A great fridge makes a great kitchen. It's where masterpieces are stored for later consumption, where treats can be raided in the afternoon and where beer is readily available in the evening. In this guide we run through the basics of choosing a refrigerator for your kitchen.
Basic Design Tips
When you're considering buying a fridge, there are a few things you should check out straight away. First of all, does the door open in the right direction for the space it's meant to fit in? This is an easy mistake to make. Also, you should check the internal shelving - does it look easy to clean? Can it be removed without a problem? Rollers on the bottom of a fridge are very useful - we've all had the unedifying experience of lugging a fridge around a house before.

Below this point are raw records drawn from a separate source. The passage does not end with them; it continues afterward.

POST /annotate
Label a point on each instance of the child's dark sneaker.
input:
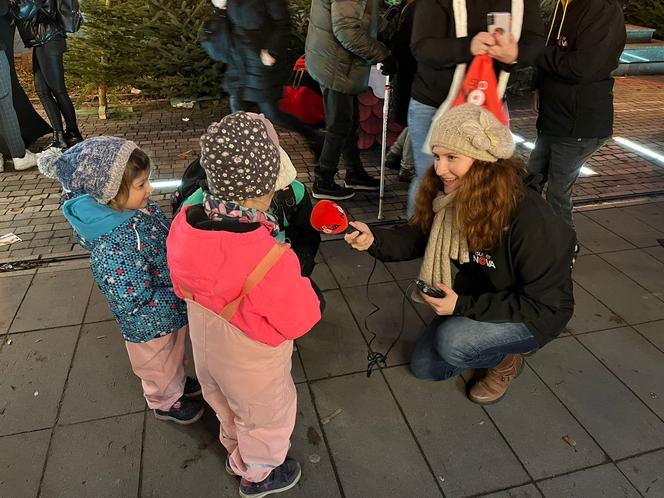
(192, 389)
(184, 412)
(280, 479)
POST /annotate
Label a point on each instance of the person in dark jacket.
(513, 290)
(443, 44)
(256, 57)
(41, 30)
(575, 97)
(340, 49)
(31, 124)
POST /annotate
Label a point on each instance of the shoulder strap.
(258, 273)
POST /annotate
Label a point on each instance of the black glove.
(389, 66)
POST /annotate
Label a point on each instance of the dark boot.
(59, 141)
(72, 137)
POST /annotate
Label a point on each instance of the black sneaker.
(360, 180)
(324, 189)
(184, 412)
(192, 389)
(280, 479)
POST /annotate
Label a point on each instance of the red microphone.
(328, 217)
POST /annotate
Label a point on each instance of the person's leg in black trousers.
(52, 90)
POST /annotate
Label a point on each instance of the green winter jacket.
(341, 43)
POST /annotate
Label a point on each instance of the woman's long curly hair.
(485, 200)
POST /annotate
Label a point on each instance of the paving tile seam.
(62, 395)
(601, 362)
(321, 428)
(654, 294)
(413, 435)
(607, 458)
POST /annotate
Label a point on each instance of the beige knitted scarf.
(446, 243)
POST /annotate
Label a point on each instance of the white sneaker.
(26, 162)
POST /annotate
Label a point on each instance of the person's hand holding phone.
(362, 238)
(443, 306)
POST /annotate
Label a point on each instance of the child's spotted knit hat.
(239, 158)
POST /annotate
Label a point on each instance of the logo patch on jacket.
(484, 259)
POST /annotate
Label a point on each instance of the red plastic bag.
(480, 87)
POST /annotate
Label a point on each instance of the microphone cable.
(374, 358)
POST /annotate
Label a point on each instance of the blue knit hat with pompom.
(94, 166)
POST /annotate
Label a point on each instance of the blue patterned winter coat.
(128, 260)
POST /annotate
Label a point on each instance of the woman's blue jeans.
(451, 344)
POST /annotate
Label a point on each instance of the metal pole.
(383, 146)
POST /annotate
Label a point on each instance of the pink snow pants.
(249, 385)
(159, 364)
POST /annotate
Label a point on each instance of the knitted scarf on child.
(446, 243)
(218, 210)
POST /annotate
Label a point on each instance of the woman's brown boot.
(494, 385)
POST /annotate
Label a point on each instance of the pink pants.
(159, 364)
(249, 385)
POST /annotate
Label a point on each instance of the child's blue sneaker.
(184, 412)
(192, 389)
(280, 479)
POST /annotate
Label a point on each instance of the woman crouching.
(513, 290)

These days just about everyone's worried about their impact on the environment. Fridges chew up a lot of electricity - they run all the time and they're generally power hungry. In most countries, your fridge will be rated according to its energy efficiency, so pay attention to the sticker on the outside. If you're buying a second-hand fridge, make absolutely sure the seals are in tip-top condition.

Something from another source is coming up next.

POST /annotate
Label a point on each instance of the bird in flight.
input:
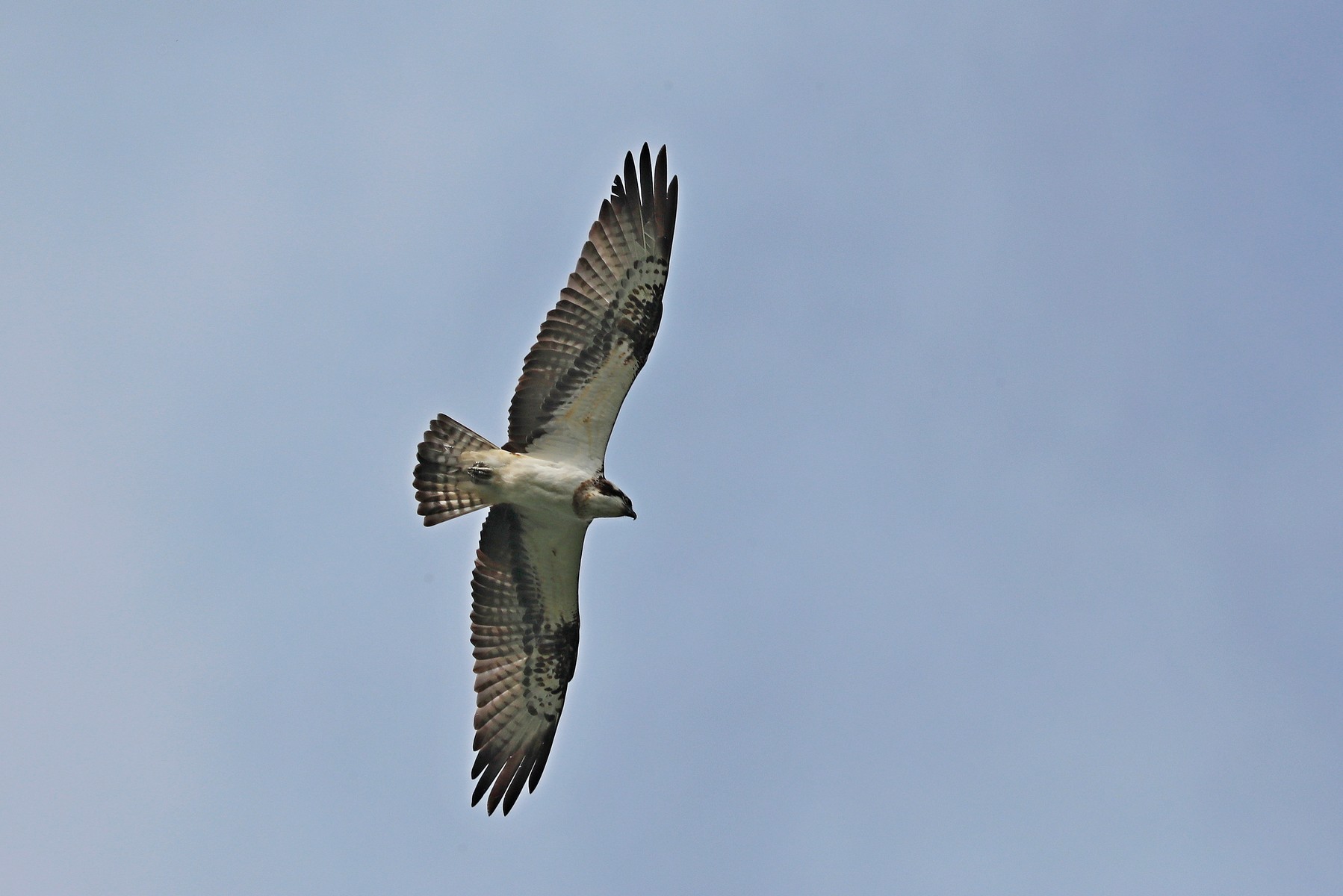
(548, 481)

Cyclic Defrost or Frost Free?
Both types have their advantages and disadvantages. Frost-free fridges use a fan that blows cold, dry air throughout both the fridge and freezer, resulting in constant temperatures and no ice build-up. But they do make a fair amount of noise when they're defrosting themselves.

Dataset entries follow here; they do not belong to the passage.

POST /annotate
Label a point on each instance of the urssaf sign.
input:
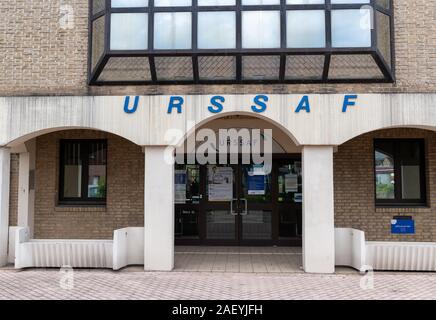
(217, 104)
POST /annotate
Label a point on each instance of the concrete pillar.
(5, 171)
(26, 192)
(318, 210)
(159, 209)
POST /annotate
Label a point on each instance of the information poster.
(220, 182)
(256, 185)
(180, 179)
(291, 183)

Cyclic-defrost fridges don't make a lot of noise and tend to be a bit more energy efficient. But that advantage goes out the window if ice is allowed to build up. The freezers in cyclic-defrost fridges occasionally require defrosting.
Where Should Your Freezer Go?
There are three types of fridge configurations on the market - freezer on top, freezer on the bottom and side-by-side models. Naturally, each has advantages and disadvantages. If you freeze a lot of food, having a roll-out freezer on the bottom is useful for ease of access. It also puts the most-accessed part of the refrigerator - the fresh food section - in an easy-to-access position. But it can make your crisper too cold. Side-by-side models also allow for ease of access, though they can have some tricky corners. Then there's your classic option - freezer mounted on the top. This is a fine configuration, although it can make vegetables in the crisper difficult to get at.